The chamber announced that the Georgia Chamber Foundation’s 2023 Economic Competitiveness Redbook, a compilation of facts and figures that detail the state’s economic statistics compared with other states, is now available. The impetus for the publication, its introduction states, is “the need for a more strategic and data-driven approach to solving our most significant challenges.”

Information chronicled in Economic Competitiveness Redbook was echoed by speakers throughout the morning, noting especially that Georgia had been named the top state in which to do business for an unprecedented ninth year in a row.

“Our state has experienced incredible growth over the last few years and remained resilient through ever-evolving conditions….and sustained another record year of economic development in fiscal year 2022 with $21.2 billion in investments and 51,132 jobs from 358 projects,” the Georgia Chamber Foundation book states, adding, “With this extraordinary growth comes new challenges that are more complex than we have previously faced, including addressing our workforce shortages and building long-term talent pipelines, developing infrastructure of the future, and creating a more dynamic, diverse economy. These three areas of focus serve as the Georgia Chamber’s priorities to build the New Georgia Economy.”

Leading the lineup of speakers was Atlanta Mayor Andre Dickens, who said he brought exciting news about Georgia’s capital city and economic engine for the state. “Atlanta currently has its highest bond rating ever and its largest reserves ever,” Dickens said. He also noted that Forbes has again named Atlanta among the nation’s best metropolitan areas for business and careers. Dickens acknowledged that crime is an issue the city continues to address but noted that crime against people is down.

The keynote speaker, Gov. Brian Kemp, said one of Georgia’s strengths is that its economy is built on both a variety of major corporations and a strong network of small businesses. “Some states depend on two or three major industries and if one of them fails huge numbers of people in that state are out of work.
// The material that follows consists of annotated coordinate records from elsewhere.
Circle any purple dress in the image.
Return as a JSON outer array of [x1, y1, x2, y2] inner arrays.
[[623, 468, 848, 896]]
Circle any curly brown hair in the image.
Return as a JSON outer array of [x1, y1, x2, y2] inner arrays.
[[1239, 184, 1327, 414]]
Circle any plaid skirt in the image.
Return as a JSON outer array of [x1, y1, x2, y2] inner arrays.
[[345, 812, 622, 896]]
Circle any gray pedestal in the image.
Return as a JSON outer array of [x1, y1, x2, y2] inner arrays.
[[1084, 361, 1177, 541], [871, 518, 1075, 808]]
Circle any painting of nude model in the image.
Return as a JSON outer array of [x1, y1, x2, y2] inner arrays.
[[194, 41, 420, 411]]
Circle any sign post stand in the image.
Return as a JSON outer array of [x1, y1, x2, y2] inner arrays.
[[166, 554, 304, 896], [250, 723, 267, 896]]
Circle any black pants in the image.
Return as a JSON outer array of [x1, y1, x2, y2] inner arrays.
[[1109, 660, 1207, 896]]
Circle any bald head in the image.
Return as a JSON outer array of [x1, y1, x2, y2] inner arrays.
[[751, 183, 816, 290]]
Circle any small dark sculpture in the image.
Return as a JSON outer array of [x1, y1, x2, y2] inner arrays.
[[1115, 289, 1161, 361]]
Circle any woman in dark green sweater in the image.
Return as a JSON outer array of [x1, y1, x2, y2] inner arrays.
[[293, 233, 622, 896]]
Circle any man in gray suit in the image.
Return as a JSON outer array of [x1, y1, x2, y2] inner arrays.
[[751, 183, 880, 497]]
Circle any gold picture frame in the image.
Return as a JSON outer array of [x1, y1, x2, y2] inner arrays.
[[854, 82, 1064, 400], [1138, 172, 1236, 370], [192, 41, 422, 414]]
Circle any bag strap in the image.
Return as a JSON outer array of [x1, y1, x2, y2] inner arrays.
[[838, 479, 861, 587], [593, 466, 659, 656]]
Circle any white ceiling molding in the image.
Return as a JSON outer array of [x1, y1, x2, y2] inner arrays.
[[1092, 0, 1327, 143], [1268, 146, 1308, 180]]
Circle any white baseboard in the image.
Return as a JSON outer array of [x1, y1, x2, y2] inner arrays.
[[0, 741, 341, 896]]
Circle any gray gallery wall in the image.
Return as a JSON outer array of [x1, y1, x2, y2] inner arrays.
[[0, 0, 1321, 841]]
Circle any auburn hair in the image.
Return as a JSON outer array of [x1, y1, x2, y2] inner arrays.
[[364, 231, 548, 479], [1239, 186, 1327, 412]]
Well, they can come to Georgia; we have lots of high-quality jobs available,” Kemp said.

In fact, the governor added, one of the state’s biggest problems is filling its excess job vacancies. “It’s a nice problem to have,” he said, “but we need to find ways to bring Georgians who aren’t working back into the workforce.”
Kemp said the state is helping young Georgians get training and education beyond high school whether academic or technical training and “get out with little or no debt.”

He acknowledged that creating a high quality of life means not only jobs that pay well but also affordable housing. “We want people to be able to live in the communities where they work,” he said.

Inflation is still squeezing consumers, Kemp said, adding that Georgia has been trying to help its residents with a conservative approach to management of the state’s financial resources. “Some states that find themselves with a budget surplus start new programs and often have to discontinue those programs after a year or two. In Georgia we return the money to the hard-working people who earned it with tax refunds, gasoline tax reductions and other measures.”

He said the state is working on a property tax relief grant for property owners who have seen their property taxes soar in recent years. “These measures not only help individuals but the also keep the state’s economy moving forward.”

Kemp also announced a $2.5 billion QCells investment that is coming to Georgia. “We weren’t ready to announce this but apparently there are people in Washington who leaked the information. Fortunately, that didn’t ruin the deal for us,” he said.